Files
DMCT-NOTES/unit 2/08_Decision_Tree.md
Akshat Mehta 8f8e35ae95 unit 2 added
2025-11-24 15:26:41 +05:30

1.3 KiB

Decision Tree Algorithm

A Decision Tree is like a flowchart used for making decisions. It splits data into smaller groups based on rules.

Structure

  • Root Node: The starting point.
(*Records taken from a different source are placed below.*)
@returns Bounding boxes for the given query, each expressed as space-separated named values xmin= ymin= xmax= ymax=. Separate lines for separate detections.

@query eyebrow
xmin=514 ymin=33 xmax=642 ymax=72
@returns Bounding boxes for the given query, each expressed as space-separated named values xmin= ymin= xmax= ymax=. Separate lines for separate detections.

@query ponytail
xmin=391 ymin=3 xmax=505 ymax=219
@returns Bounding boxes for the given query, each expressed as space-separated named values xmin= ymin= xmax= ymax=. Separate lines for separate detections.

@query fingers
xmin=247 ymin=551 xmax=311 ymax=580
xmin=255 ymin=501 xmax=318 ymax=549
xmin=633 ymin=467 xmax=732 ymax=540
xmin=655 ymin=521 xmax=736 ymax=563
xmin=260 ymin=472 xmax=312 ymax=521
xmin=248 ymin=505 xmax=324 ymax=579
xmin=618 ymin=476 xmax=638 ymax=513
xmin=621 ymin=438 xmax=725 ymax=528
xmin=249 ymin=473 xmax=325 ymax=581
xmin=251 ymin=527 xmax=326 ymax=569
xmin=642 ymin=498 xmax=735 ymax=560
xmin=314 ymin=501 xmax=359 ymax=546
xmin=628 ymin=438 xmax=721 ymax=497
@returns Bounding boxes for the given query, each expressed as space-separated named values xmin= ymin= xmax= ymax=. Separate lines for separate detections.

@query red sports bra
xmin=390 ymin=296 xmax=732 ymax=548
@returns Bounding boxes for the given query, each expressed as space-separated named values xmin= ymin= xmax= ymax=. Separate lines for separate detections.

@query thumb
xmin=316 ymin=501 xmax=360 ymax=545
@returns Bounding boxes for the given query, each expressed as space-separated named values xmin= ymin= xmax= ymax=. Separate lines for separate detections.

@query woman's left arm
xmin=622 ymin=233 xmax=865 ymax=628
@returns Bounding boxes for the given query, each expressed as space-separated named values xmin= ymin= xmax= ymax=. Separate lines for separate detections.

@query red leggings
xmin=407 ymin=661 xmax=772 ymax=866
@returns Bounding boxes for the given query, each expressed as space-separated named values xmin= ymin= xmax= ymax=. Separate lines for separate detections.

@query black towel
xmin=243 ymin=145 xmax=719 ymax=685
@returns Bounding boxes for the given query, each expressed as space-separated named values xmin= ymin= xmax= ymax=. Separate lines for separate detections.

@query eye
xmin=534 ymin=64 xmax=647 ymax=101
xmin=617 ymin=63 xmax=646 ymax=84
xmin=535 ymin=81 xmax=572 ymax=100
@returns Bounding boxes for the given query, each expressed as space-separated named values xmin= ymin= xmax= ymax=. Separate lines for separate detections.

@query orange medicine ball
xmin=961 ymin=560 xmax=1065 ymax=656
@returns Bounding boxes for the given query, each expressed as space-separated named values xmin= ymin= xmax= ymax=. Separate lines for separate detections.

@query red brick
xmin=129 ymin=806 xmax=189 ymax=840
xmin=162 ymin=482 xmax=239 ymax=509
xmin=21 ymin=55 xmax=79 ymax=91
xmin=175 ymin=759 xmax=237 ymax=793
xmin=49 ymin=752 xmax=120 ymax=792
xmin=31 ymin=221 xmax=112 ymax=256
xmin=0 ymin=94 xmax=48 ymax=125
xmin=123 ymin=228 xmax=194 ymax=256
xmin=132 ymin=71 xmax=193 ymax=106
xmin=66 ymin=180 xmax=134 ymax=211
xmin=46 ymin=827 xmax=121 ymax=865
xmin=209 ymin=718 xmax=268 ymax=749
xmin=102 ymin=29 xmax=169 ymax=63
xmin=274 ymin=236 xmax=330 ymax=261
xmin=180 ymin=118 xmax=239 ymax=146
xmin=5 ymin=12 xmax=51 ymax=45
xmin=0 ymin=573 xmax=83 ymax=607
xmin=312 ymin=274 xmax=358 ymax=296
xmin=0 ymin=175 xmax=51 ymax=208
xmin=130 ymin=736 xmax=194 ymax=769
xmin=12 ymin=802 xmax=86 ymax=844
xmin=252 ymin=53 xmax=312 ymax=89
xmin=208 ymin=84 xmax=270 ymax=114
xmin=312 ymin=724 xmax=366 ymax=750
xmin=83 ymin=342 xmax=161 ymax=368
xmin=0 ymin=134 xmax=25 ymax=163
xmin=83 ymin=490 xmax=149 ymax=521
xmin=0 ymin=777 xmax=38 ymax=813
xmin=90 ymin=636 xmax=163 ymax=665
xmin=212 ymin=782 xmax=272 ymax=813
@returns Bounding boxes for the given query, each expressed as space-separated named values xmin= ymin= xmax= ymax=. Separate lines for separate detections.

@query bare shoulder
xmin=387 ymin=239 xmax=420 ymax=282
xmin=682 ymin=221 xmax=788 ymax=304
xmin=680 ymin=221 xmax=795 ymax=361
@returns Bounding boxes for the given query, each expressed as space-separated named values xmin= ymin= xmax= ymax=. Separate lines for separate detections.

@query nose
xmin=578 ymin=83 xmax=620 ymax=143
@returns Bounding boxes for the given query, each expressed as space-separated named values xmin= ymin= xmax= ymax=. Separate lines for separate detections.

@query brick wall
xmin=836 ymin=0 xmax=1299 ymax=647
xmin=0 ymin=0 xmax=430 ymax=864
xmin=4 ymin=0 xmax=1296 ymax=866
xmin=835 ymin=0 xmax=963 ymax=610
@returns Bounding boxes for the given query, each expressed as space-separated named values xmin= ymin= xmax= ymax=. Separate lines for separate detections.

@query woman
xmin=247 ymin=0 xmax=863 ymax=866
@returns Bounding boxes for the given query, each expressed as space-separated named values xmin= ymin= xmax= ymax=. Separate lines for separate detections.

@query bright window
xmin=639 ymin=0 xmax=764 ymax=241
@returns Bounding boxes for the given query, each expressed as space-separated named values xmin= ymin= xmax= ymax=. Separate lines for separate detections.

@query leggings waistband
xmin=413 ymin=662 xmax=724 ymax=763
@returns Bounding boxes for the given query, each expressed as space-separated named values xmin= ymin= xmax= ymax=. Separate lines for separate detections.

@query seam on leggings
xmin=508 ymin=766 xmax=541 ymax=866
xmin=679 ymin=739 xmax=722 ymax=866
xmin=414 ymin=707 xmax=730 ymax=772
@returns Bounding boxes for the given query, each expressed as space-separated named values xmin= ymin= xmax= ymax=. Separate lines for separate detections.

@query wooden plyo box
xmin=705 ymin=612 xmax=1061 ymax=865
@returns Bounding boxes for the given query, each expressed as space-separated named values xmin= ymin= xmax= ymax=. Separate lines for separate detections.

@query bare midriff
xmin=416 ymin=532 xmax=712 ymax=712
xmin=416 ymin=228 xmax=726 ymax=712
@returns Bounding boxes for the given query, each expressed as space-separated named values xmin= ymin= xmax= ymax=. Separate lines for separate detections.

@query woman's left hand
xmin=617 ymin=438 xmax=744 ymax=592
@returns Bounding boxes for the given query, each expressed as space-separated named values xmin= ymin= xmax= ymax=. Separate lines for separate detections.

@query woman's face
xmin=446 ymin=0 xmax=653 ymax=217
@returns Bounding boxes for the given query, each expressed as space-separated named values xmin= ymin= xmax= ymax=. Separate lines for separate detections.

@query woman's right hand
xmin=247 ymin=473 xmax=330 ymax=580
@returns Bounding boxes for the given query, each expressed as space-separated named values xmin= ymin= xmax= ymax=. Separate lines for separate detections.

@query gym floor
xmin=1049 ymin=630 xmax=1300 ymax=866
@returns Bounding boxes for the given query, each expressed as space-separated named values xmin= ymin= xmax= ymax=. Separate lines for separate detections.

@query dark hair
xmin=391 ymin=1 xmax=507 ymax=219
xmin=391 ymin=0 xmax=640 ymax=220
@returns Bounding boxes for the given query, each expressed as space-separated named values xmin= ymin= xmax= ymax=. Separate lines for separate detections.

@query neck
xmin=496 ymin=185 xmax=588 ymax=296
It represents the entire dataset.
  • Decision Nodes: Points where the data is split based on a question (e.g., "Is Petal Length < 2.45?").
  • Leaf Nodes (Terminal Nodes): The final output (class label) where no more splits happen.

How it Splits Data

The tree wants to make the groups as "pure" as possible (containing only one class).

Splitting Criteria

  1. Gini Impurity (Default):

    • Measures how mixed the classes are.
    • 0 = Pure (all same class).
    • 0.5 = Impure (mixed classes).
    • The tree tries to minimize Gini.
  2. Entropy:

    • Measures disorder or randomness.
    • 0 = Pure.
    • 1 = Highly disordered.
    • The tree tries to reduce Entropy (maximize Information Gain).
  3. Information Gain:

    • The difference in Entropy before and after a split.
    • We choose the split that gives the highest Information Gain.

Parameters to Control the Tree

  • max_depth: How deep the tree can grow. (Too deep = Overfitting).
  • min_samples_split: Minimum samples needed to split a node.
  • max_features: Number of features to consider for each split.